LETTERS TO THE EDITOR
Why banks need a chief economist
Monday, 27 April 2026
Bangladeshi banks used to manage deposits, loans and risk in a stable, regulated environment. Now, with global trade slowing due to geopolitical conflicts and Bangladesh set to lose its LDC trade benefits, the industry faces a dramatic change. Banks are now exposed to volatile currencies, high inflation and political unrest. These challenges demand urgent solutions. Old risk strategies no longer work. Bangladeshi private banks must understand macroeconomic shifts; ignoring them is risky. Appointing Chief Economists helps bridge risk gaps and address new challenges.
Bangladesh's economy is under pressure. Growth has dropped from above 6.0 per cent to around 4.0 per cent. Inflation is nearly 10 per cent. Real incomes have fallen, making loan repayments more difficult. Foreign reserves have declined sharply over the past two years. These trends directly affect banks, highlighting the urgent need for macroeconomic expertise.

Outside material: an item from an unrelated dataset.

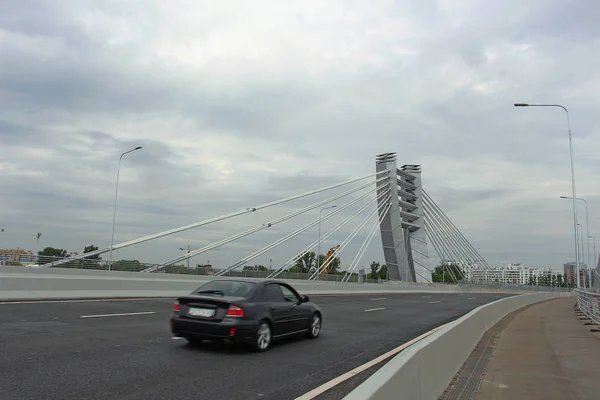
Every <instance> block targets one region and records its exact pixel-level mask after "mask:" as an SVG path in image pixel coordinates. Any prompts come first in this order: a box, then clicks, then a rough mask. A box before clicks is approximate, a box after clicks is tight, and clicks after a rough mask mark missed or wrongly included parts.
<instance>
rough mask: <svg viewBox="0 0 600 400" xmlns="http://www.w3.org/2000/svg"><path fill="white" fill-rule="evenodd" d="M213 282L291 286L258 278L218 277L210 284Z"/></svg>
mask: <svg viewBox="0 0 600 400" xmlns="http://www.w3.org/2000/svg"><path fill="white" fill-rule="evenodd" d="M219 278H220V279H219ZM214 281H236V282H247V283H255V284H257V285H267V284H269V283H281V284H284V285H288V286H291V285H289V284H288V283H286V282H283V281H280V280H277V279H258V278H254V279H248V278H233V277H232V278H221V277H218V278H217V279H213V280H211V281H210V282H214ZM207 283H208V282H207Z"/></svg>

When inflation rises, borrowers struggle to repay loans. A weakening currency makes imports more expensive. Slower growth reduces loan demand, while defaults increase. Official non-performing loan rates exceed 9.0 per cent, but the real figure may be higher. The sector is already under strain. This is not just a lending issue; failing to anticipate economic risks creates deeper problems. Each private bank in Bangladesh should appoint a qualified chief economist for stronger risk management and strategy.
Major global banks such as JPMorgan Chase, Goldman Sachs and HSBC rely on economic experts to guide strategy. Their economists do not merely write reports; they shape lending, manage risk, set pricing and steer banks through uncertainty.
Despite these global examples, Bangladeshi private banks rarely appoint chief economists, leaving them exposed as challenges intensify. This gap is risky. Risk teams that focus only on individual borrowers often ignore broader economic threats. Banks tend to expand lending after a crisis begins, when it is already too late. A Chief Economist can provide forward-looking insights, helping banks identify trends, reduce losses, discover opportunities and adapt more quickly.
A chief economist tracks inflation, interest rates, commodity prices and demand patterns. These insights help banks determine which sectors are likely to grow or struggle and assess how local risks respond to policy changes or global events. Without such analytical capacity, Bangladesh's banking sector risks falling behind. Banks must adapt to avoid rising losses and systemic vulnerability.